Photo: Jeremy Brooks

There are over 300,000 toxic waste sites across the country.

Did you know that there are over 300,000 toxic waste sites across the country?

Military bases, airports, or anywhere there’s a factory or some kind of industry you get toxic chemicals leeching into the soil and contaminating groundwater.

What’s being done to clean it up?

There are some conventional methods, such as pumping toxic water up to the surface and siphoning out the chemicals.
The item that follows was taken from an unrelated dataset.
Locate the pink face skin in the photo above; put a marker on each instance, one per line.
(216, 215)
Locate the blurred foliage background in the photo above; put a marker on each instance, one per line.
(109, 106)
However that method is expensive, and you still have to get rid of the waste somehow.

Some scientists at Rice University are working on alternate ways to clean up hazardous waste using nanotechnology to detoxify soil and water.

Michael Wong, who’s a chemical engineer at Rice, uses particles made of gold and a metal called palladium that are just four nanometers across. That’s about 20 or so atoms per particle.

Palladium alone is pretty good at breaking down toxic chemicals, particularly a common one called trichloroethylene, or TCE. However, when you put palladium and gold together, the particles break down TCE even faster and render it non-toxic. Plus, using these nano clean-up particles could be a lot cheaper than conventional water purifying methods.

The nano-particles not only detoxify groundwater, but also actually get rid of the dangerous chemicals by breaking them down. Also, it’s less expensive to do this than what we do now.

The next step is to get the nano particles out of the lab and into ground to make all those waste sites less hazardous.